Il enchaîne les programmes à succès comme Les Rendez-vous du Dimanche, Stars 90 ou encore Champs-Élysées. Mais c’est avec Vivement dimanche, lancé en 1998, que Michel Drucker devient une véritable institution. Un canapé rouge, une plante verte, un invité phare… et un style inimitable. Un mélange de bienveillance, de nostalgie, et de confidences maîtrisées qui a séduit des millions de Français.
Élise Lucet, l’irréductible de l’investigation

En face, Élise Lucet incarne une tout autre facette du journalisme télévisé. Réputée pour ses enquêtes musclées dans Cash Investigation ou Envoyé Spécial, elle bouscule les puissants, pose les questions qui dérangent et dérange ceux qui ne veulent pas répondre.

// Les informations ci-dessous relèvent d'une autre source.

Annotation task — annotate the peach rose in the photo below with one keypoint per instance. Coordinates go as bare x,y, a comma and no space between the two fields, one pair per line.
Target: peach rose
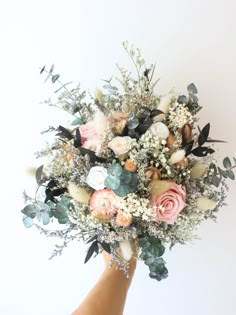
105,202
123,219
169,203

Sa carrière commence en Normandie, sur FR3 Caen, avant de prendre de l’envergure à France 2. Présentatrice de journaux télévisés, puis icône de l’investigation, Lucet s’impose comme l’une des dernières grandes figures du journalisme à la française, aux côtés de noms comme Edwy Plenel. Son engagement, sa rigueur et sa détermination la tiennent à distance des formats plus légers ou promotionnels. Ce qui, justement, explique peut-être un certain malaise.
Un refus répété et mal digéré

Dans son ouvrage Avec le temps, publié en 2025, Michel Drucker revient avec franchise sur ses relations avec ses confrères. Il évoque ses liens d’amitié avec des figures connues comme Jean-Pierre Foucault, Cyril Hanouna ou encore Thierry Ardisson. Mais une absence retient particulièrement son attention : celle d’Élise Lucet.
« Le seul regret que j’ai, c’est qu’elle n’a pas accepté d’être sur mon canapé de Vivement dimanche », écrit-il avec une pointe d’amertume. Malgré plusieurs invitations, la journaliste aurait toujours décliné, sans justification précise. Un affront symbolique pour Drucker, qui a toujours mis un point d’honneur à recevoir les personnalités marquantes du paysage médiatique.